China's once buzzing Master of Business Administration (MBA) market has experienced a second year of declining applicant numbers.
Statistics from the Ministry of Education indicate there were 35,777 applicants for MBA programmes this year, down 20 per cent from last year's figure, which had already dropped by 11 per cent from the figures for the year before.
In Tsinghua University's MBA School, the number of applicants decreased from 4,000 in 2001 to 2,800 in 2002, and was down to 2,300 this year.
Shanghai also witnessed the same situation: the number of MBA applicants for Fudan University's School of Business Management dropped by 20 per cent.
Numerous other, not so well known, educational institutions, fared even worse than the country's top schools.
Teaching quality is the first factor influencing the MBA market, said Zhang Li, assistant dean of Beijing International MBA at Peking University (BiMBA), the country's first joint MBA programme granting US degrees, in association with New York-based Fordham University.
In the early 1990s, when the first group of MBA graduates hit the China market, they had professional training and abundant market experience, both of great benefit to the development of enterprises.
MBA students were once the favourites in the job market, and their salaries shot up dramatically.
But with more and more universities offering MBA courses, the quality of teaching and students cannot be guaranteed in some schools. Thus the overall attitude towards the degree has been influenced, said Zhang.
"The fewer applicants are a healthy sign that the country's MBA market is adjusting after its binge and starting to find a groove for future sound growth." said Zheng Zukang, vice-dean of the management school of Fudan University.
Zhang agrees with Zheng's opinion: "Brand name, or reputation, is the only way for MBA schools to survive, and this can only be secured by superior teaching methods and the quality of their graduates."
BiMBA has connections with 20 business schools in the United States and regularly invites professors to teach in China. "Our students receive foreign education without going abroad," said Vice-Dean Michael Furst.
Currently many Chinese business schools are seeking international partners so they, too, can issue foreign diplomas.
BiMBA has been very cautious in choosing its partners. "We are co-operating with second-rank business schools, rather than the top ones," said Zhang.
"Professors from top schools are normally very busy teaching around the world. China is only a budding market. It is difficult to sign long-term teaching contracts with these professors," Zhang added.

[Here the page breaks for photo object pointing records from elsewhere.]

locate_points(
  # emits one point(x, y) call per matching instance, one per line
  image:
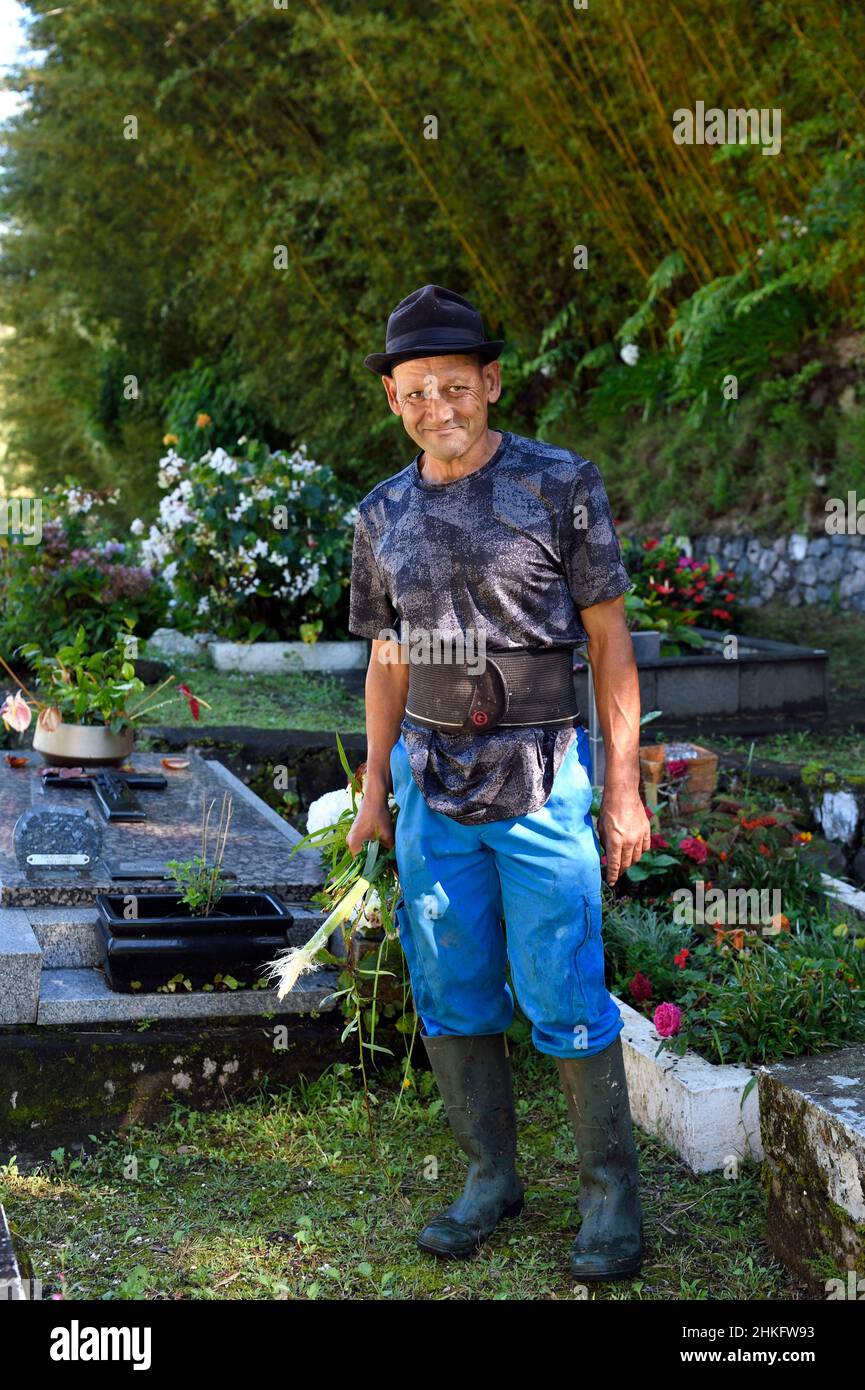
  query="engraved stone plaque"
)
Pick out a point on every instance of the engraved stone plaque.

But professors from the second-rank universities can help ensure teaching consistency, which is very crucial for any MBA programme, Zhang said.
Using imported teaching materials also raises the question of teaching quality.
More than half of the MBA schools in the country use imported teaching materials.
Some analysts argue that the foreign teaching materials don't match with the Chinese business situation.
Furst does not agree: "Basic economic theory is the same throughout the world. Methods such as accounting and finance are quite similar, no matter whether you are in a developed or developing country."
But he admitted that investment and marketing strategies in China are different from those employed in most Western countries.
BiMBA's methods involve a combination of foreign and local professors and entrepreneurs.
The China Europe International Business School (CEIBS) in Shanghai favours using international teaching materials and methods.
Yan Jun, the admissions officer of CEIBS said the school is teaching students to solve problems from a global point of view. "Our students either work in multi-national companies or in domestic companies that are going global," Yan said.
In addition to MBA programmes, other types of professional training programmes are entering China, such as MPA (Master of Public Administration) and CFA (Chartered Finance Analyst) programmes, which are also drawing some applicants away from MBA schools.
"Chinese students are getting more and more savvy. They want degrees, but they want knowledge as well," said Furst.